Help needed: Highlighting text in PDFs seems to mess up OCR'd text

rmschne · October 25, 2020, 1:39pm

I had a huge PDF United Nations Document I tried over and over to OCR it. I think it was images of pages instead of real scan. On other docs like that DEVONthink and/or Preview got me thru troubles with at the UN document. But this and one other document had something in it that caused all tools to consume 22 gb of memory (on my 40 mb iMac) before simply stopping. Gave up. Reported to the vendors, whoever made the PDF in the UN needs some remedial computer training, I think.

xurc · October 25, 2020, 1:44pm

True, sounds like a horrible ordeal.

Blanc · October 25, 2020, 6:57pm

I cannot tell you how many documents like that I have had to work with. File arrives in HQ by mail, is printed out, stamped, scanned to PDF as image, sent on.
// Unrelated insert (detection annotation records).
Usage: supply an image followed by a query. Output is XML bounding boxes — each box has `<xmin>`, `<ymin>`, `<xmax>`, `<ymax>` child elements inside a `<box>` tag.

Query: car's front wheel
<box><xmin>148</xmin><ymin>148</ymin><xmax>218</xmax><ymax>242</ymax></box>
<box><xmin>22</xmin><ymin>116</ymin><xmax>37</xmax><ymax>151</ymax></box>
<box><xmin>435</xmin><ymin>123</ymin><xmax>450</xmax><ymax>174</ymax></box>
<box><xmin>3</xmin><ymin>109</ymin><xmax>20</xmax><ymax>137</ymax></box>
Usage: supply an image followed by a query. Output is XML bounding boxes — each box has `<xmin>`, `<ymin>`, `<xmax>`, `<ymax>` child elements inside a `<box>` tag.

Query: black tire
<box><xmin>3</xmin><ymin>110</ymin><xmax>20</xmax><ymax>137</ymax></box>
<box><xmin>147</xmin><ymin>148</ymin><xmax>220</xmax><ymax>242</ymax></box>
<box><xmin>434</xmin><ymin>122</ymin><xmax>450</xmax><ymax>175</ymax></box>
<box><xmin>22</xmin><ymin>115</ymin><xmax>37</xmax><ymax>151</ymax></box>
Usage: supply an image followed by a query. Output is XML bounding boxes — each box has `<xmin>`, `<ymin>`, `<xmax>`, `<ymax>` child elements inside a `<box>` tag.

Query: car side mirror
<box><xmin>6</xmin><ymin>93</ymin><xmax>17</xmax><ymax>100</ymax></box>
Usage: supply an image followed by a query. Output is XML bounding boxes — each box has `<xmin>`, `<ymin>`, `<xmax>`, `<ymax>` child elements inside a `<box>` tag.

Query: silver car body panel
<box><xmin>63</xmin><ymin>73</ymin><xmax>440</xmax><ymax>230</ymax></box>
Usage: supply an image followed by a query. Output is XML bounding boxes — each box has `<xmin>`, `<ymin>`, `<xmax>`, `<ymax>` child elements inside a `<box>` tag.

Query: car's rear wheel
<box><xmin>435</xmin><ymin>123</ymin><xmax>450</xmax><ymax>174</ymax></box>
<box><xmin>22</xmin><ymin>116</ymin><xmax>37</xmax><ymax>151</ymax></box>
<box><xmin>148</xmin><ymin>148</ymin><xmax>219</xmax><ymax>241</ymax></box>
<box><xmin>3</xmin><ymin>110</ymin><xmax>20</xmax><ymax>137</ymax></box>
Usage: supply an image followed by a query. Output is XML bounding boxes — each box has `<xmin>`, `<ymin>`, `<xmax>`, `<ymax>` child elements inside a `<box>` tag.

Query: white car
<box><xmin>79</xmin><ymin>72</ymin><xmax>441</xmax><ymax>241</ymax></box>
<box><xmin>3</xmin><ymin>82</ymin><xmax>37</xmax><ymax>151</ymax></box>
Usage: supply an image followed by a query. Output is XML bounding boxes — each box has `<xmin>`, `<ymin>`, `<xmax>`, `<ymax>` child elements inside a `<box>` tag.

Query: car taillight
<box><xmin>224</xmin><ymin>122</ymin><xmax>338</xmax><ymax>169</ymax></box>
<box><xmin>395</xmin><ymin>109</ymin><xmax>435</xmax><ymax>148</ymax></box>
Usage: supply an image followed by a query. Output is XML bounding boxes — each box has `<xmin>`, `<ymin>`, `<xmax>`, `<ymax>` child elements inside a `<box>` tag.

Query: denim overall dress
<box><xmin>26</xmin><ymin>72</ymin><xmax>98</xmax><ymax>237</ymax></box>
On the original topic (and I’m sorry I’ve joined the party so late), I’m pretty sure reapplying OCR will solve the problem (which was why I asked the question I did further up there somewhere). @xurc let us know whether you are successful

xurc · October 26, 2020, 2:21am

Apologies for the delayed reply. I tried the following steps and indeed solved the issue:

Import the original PDF into DT again
Re-apply OCR to the PDF
Open the PDF produced by OCR and add some highlights to the text
Close the PDF and open it again
Verify that
- I can still copy the content and paste it correctly elsewhere
- The Annotations section of the Inspection pane can still display the highlighted content corrently

The only caveat is the size of the PDF produced by OCR, which went from 4.4 MB to 110 MB. I’ve encountered this issue multiple times and never figured out how to solve it, which is why I always shy away from OCR in DT whenever possible.

BLUEFROG · October 26, 2020, 2:59am

Hold the Option key and choose Help > Report bug to start a support ticket. Zip and attach the original PDF for us to inspect. Thanks.

xurc · October 26, 2020, 3:10am

Will do. Thanks!